Question

The dimensions of emf in MKS is
(A) $M{L}^{-1}{T}^{-2}{Q}^{-2}$
(B) $M{L}^2{T}^{-2}{Q}^{-2}$
(C) $ML{T}^{-2}{Q}^{-1}$
(D) $M{L}^2{T}^{-2}{Q}^{-1}$

Answer 1

Hint: The dimensional formula of emf i.e., electromotive force can be calculated using the formula $e={\displaystyle \frac{W}{Q}}$. This is the emf of the cell, i.e., the voltage developed by any source of electrical energy such as battery or dynamo.

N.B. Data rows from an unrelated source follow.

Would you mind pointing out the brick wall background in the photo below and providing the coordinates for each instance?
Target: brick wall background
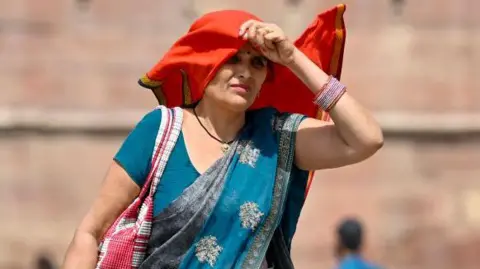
(419, 196)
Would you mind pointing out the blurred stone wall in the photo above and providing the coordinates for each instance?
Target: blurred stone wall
(419, 197)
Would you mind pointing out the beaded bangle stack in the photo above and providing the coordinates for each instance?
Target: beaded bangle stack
(330, 93)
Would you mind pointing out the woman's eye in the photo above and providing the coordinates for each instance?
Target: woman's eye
(234, 59)
(259, 62)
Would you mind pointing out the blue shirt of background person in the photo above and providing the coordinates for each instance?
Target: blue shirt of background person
(349, 245)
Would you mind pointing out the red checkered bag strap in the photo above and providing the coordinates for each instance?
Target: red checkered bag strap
(169, 130)
(168, 142)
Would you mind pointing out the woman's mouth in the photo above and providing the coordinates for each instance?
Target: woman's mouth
(241, 88)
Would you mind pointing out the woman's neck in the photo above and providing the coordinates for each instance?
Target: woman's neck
(219, 121)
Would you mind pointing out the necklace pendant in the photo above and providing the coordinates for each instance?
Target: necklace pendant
(225, 147)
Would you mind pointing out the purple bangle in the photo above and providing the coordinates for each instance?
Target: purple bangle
(331, 92)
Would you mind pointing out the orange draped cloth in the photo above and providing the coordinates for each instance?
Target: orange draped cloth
(180, 77)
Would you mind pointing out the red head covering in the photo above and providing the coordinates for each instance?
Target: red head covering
(181, 76)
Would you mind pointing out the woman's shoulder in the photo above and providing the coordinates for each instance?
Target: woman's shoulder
(275, 118)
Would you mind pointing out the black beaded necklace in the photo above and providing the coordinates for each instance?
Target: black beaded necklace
(225, 145)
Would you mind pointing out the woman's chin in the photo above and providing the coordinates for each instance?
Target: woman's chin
(239, 103)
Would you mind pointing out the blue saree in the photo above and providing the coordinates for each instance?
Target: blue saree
(247, 203)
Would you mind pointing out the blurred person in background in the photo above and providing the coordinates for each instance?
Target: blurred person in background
(240, 103)
(349, 243)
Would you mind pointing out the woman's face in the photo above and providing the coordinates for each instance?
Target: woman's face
(238, 82)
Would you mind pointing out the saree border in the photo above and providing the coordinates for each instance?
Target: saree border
(335, 68)
(259, 247)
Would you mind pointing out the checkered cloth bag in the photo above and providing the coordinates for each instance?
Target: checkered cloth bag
(125, 243)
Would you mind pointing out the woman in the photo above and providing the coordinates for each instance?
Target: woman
(231, 192)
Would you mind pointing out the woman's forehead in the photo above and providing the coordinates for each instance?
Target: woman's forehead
(249, 49)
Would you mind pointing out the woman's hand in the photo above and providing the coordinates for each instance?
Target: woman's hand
(270, 40)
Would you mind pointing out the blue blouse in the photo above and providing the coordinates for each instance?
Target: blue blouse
(135, 156)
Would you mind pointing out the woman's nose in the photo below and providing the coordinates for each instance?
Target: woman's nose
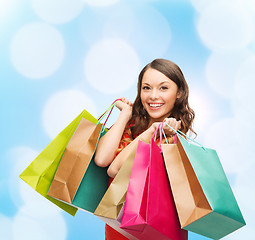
(154, 94)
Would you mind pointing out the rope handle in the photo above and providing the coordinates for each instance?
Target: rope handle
(181, 134)
(108, 111)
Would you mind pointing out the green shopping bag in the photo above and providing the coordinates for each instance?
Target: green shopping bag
(78, 180)
(39, 174)
(204, 200)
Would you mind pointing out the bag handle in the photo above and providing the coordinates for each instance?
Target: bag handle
(108, 111)
(181, 134)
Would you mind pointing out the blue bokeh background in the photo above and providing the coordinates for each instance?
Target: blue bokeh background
(58, 57)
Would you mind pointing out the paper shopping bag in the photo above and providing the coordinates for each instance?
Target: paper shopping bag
(149, 211)
(204, 199)
(39, 174)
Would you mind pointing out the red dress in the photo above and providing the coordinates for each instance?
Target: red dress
(110, 233)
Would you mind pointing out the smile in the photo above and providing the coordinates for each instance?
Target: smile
(155, 105)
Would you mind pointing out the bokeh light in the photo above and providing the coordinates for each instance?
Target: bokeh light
(63, 107)
(37, 50)
(57, 11)
(111, 66)
(61, 57)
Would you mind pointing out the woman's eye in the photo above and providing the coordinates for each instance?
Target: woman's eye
(164, 88)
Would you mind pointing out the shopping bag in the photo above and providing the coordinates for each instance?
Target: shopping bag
(39, 174)
(115, 196)
(204, 200)
(110, 209)
(78, 180)
(115, 224)
(149, 211)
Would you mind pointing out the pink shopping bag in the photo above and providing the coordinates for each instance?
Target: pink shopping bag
(149, 211)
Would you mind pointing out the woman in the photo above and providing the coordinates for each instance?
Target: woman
(162, 96)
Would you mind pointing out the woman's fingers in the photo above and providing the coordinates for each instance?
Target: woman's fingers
(172, 122)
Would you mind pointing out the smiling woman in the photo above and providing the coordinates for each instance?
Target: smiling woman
(162, 96)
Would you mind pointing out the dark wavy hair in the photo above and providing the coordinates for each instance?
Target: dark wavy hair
(181, 110)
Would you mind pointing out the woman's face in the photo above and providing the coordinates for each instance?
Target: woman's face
(158, 94)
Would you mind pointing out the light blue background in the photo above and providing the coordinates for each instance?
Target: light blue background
(213, 43)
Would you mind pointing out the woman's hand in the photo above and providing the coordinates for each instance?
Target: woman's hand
(172, 122)
(125, 106)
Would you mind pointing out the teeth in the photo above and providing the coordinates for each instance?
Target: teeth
(156, 105)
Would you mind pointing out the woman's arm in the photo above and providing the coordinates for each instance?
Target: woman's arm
(109, 143)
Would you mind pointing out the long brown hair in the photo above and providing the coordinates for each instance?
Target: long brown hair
(181, 110)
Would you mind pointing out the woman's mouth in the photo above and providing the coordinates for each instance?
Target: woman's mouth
(155, 106)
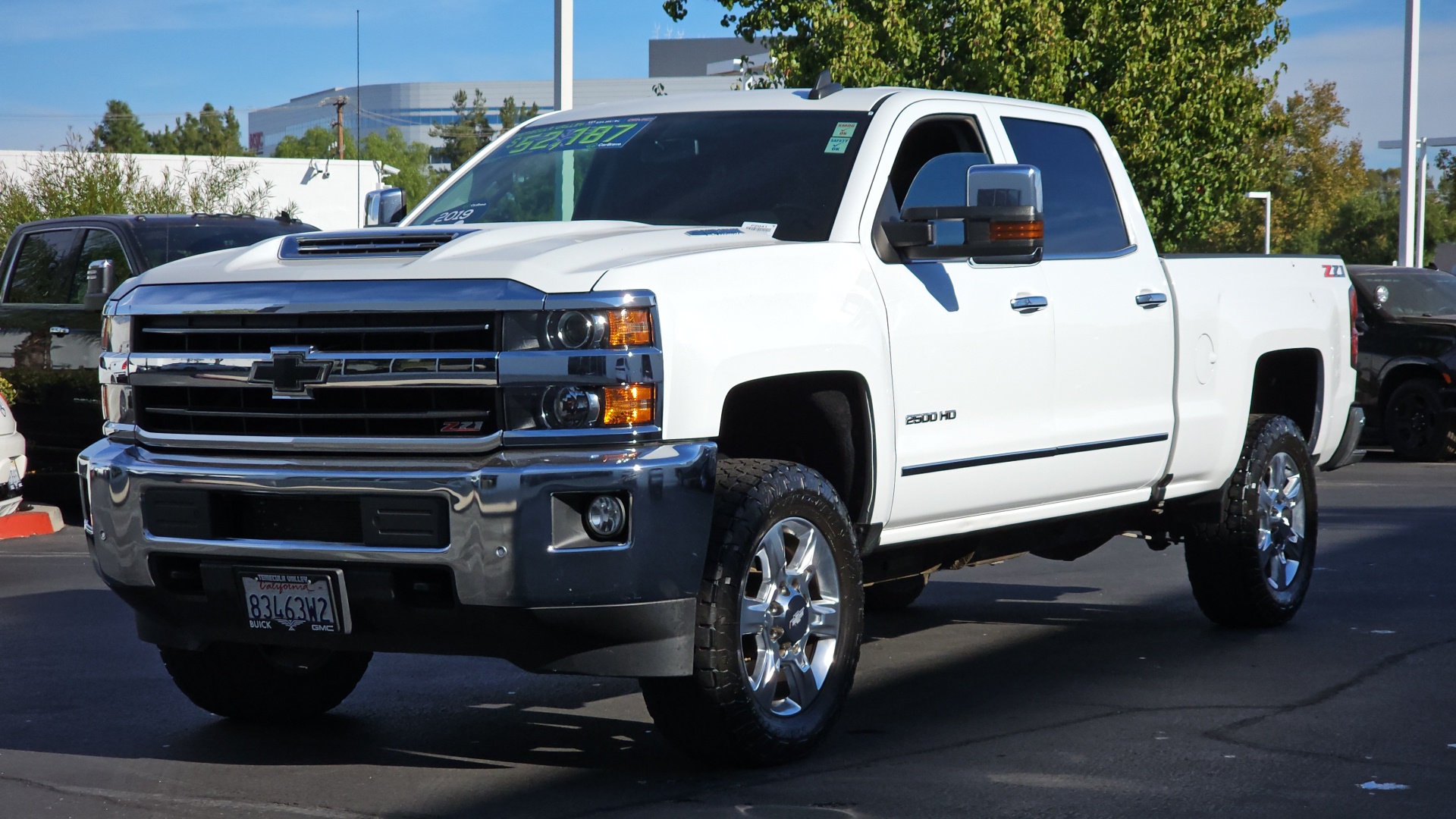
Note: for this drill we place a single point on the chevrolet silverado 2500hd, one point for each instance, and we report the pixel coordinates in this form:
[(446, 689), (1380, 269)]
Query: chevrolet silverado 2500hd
[(676, 390)]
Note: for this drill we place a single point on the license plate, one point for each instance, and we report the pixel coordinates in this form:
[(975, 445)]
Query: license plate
[(294, 599)]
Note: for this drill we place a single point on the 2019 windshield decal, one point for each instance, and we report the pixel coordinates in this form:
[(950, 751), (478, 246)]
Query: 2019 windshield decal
[(576, 136)]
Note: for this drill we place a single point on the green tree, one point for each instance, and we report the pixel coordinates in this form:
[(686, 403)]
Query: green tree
[(468, 133), (1310, 172), (72, 181), (513, 114), (472, 130), (1174, 82), (209, 133), (316, 143), (120, 131), (416, 177), (414, 174)]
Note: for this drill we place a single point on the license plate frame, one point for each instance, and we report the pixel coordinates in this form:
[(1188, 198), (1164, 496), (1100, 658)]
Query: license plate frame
[(299, 594)]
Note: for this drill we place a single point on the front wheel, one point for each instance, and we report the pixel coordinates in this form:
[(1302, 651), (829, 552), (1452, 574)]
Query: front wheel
[(780, 618), (1253, 567), (1416, 426)]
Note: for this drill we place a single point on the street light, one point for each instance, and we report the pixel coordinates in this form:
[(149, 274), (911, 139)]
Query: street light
[(1419, 222), (1410, 251), (1269, 215)]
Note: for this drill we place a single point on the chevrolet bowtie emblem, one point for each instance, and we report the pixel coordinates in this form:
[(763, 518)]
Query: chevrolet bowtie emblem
[(290, 372)]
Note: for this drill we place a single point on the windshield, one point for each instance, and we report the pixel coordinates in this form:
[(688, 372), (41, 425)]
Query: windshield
[(721, 168), (1407, 295), (164, 243)]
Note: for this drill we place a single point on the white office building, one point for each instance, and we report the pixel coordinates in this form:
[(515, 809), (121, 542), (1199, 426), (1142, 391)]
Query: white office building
[(674, 66)]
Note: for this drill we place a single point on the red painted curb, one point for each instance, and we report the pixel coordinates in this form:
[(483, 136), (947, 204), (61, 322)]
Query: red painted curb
[(27, 523)]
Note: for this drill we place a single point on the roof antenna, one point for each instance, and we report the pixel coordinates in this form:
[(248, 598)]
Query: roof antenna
[(824, 86)]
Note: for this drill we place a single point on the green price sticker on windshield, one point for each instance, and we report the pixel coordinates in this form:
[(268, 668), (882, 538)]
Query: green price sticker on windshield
[(577, 136)]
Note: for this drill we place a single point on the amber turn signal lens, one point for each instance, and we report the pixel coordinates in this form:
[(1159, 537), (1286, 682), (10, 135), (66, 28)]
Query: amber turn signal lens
[(631, 327), (1005, 231), (632, 404)]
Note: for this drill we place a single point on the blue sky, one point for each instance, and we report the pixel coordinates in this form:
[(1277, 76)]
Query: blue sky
[(63, 60)]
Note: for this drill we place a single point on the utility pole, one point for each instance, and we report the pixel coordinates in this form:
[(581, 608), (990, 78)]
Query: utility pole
[(1411, 191), (338, 102)]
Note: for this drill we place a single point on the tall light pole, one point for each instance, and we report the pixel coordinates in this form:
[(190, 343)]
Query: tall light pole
[(565, 161), (1269, 215), (1421, 150), (564, 47), (1411, 193)]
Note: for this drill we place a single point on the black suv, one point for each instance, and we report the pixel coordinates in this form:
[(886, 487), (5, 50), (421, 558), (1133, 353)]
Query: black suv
[(1408, 359), (52, 331)]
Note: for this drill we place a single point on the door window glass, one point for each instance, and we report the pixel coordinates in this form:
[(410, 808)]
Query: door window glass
[(99, 245), (41, 273), (1079, 206)]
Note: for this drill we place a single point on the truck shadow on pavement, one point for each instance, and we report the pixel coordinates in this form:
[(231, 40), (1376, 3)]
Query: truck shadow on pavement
[(968, 664)]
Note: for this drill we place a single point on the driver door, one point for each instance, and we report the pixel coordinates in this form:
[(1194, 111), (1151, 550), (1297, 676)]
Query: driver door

Complete step by step solution:
To calculate the dimensions of emf in MKS we use following formula
$e={\displaystyle \frac{W}{Q}}$ …..(1)
Where W = Work done
g = Charge

We must write each physical quantity used in its dimensional form.
W = Fd …..(2)
Where F = force, d = displacement
So, F = ma ….. (3)
Where m = mass, a = acceleration
Mass m = $[M]$ …..(4)
Acceleration $a={\displaystyle \frac{ch\arg einvel}{time}}$
vel $V=[L{T}^{-1}]$ …..(5)
Time $t=[T]$ …..(6)
From (4), (5), (6) $\to$ (3)
$F=[M]{\displaystyle \frac{[L{T}^{=1}]}{[T]}}=[ML{T}^{-2}]$ …...(7)
Displacement $d=[L]$ …...(8)
Put values from (7), (8) $\to$ equation (2)
$W=[ML{T}^{-2}][L]=[M{L}^2{T}^{-2}]$ …..(9)
Now charge $Q=[Q]$ ……(10)
Or we can take charge as coulomb also
Put values from equation (9), (10) $\to$ (1)
$e={\displaystyle \frac{[M{L}^2{T}^{-2}]}{Q}}$
$\boxed{{\displaystyle e=[M{L}^2{T}^{-2}{Q}^{-1}]}}$

Hence, option (D) is correct.

Note: Another method for solving this question would be by using the formula for induced emf i.e.,
$e={\displaystyle \frac{d{\varphi }_B}{dt}}$
Where ${\varphi }_B=$ Magnetic flux
${\varphi }_B=BA$
Where B = Magnetic field
A = Area
So, $e={\displaystyle \frac{d(BA)}{dt}}$
If N is no. of turns in coil then $e=N{\displaystyle \frac{d(BA)}{dt}}$

While solving dimensional formula questions students must note that energy physical quantity must be expressed in its absolute units only.